6. Parrot Power

Apr 18

“Language models generate the future given the past.”

— Quote Source

The preceding chapter showed how machinic parameters are mediated by human values and, in turn, how human values are mediated by machinic parameters, sketching the political economy and genealogy of machinic subjectivity. This chapter examines the characteristic power, or competence, of large language models: their generative capacity. It theorizes various kinds of generativity and shows their interrelation. It argues that there is no basis to the claim that language models are simply stochastic parrots. And it critically explores the relation between the linguistic competence (and/or labor power) of language models and the profit motive of corporate agents.

Modes of Generativity

Chapters 3 and 4 foregrounded two important capacities of large language models: their ability to generate appropriate and effective stretches of formally cohesive and functionally coherent text and, building on this, their ability to respond to prompts, and thereby interpret signs, in ways that are aligned with and often satisfy the intentions of users.
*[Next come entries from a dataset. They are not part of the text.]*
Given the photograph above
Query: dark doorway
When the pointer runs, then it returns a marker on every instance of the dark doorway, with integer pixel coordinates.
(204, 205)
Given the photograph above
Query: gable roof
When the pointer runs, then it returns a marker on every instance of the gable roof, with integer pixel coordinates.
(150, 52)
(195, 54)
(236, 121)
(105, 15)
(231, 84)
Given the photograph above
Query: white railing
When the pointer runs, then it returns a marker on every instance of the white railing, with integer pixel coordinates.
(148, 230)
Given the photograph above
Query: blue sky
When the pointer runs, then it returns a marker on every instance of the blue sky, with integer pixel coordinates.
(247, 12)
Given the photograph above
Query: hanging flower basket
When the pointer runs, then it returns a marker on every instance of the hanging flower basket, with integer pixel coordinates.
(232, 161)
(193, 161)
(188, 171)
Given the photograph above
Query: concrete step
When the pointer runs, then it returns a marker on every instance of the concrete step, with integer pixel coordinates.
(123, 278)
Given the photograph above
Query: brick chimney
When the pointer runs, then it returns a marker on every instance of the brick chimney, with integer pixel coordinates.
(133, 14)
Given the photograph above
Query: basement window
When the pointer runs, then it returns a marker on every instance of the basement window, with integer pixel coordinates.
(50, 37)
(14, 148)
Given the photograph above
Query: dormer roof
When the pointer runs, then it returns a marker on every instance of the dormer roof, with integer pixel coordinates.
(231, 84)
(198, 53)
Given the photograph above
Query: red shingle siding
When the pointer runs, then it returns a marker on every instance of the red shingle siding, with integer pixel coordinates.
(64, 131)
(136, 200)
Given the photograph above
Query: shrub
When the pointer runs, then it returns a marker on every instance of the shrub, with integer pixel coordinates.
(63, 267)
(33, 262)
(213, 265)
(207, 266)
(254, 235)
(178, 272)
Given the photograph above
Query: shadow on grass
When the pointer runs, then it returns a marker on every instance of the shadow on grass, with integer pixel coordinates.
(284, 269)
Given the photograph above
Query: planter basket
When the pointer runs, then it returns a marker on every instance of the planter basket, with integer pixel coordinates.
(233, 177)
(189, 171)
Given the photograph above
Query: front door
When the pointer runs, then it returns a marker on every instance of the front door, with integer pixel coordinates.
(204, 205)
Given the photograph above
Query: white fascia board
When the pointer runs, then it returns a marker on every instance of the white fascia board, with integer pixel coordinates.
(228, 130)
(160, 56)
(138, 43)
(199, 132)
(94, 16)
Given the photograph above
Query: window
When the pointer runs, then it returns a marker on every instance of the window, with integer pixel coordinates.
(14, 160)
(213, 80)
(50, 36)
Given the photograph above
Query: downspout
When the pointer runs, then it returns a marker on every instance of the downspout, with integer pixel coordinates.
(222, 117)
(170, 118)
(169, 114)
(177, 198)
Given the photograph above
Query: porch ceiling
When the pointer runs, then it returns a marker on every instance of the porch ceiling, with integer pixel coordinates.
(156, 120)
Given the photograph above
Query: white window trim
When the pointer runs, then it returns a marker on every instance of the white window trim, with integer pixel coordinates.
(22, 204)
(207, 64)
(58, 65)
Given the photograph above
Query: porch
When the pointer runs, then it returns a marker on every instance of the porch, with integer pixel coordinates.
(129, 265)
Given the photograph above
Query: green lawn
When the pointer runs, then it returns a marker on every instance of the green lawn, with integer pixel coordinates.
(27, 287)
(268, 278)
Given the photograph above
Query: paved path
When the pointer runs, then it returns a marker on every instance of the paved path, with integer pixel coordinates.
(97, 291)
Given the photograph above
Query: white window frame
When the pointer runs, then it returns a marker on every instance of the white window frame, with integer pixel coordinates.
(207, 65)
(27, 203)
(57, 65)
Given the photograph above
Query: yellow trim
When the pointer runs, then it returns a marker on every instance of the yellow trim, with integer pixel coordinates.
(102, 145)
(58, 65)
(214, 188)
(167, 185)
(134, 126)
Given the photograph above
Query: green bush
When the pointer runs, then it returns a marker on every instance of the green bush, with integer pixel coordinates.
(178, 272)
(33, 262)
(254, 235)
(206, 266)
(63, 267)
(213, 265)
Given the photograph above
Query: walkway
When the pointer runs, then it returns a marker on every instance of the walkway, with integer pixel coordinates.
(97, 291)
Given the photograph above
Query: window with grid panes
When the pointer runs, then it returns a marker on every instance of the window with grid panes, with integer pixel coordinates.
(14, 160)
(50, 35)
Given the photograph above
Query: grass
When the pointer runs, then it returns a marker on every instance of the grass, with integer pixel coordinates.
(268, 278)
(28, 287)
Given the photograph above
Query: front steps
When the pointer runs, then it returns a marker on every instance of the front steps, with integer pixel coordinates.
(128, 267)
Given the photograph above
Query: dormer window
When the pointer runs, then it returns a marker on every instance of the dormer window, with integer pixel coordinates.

Various modes of generativity resonate with these fundamental capacities.

By energetic generativity I do not mean the creation of energy per se, but rather the conversion of one form of energy into another, where the second form of energy is more useful than the first to some agent. Examples are generating electricity from fossil fuels or sunlight, or generating ATP from whatever may be eaten.

Vital generativity does not create life per se but rather produces the next generation of agents from the last. Exactly how it works and what is required for it to happen has long been a central theme of mythology no less than science.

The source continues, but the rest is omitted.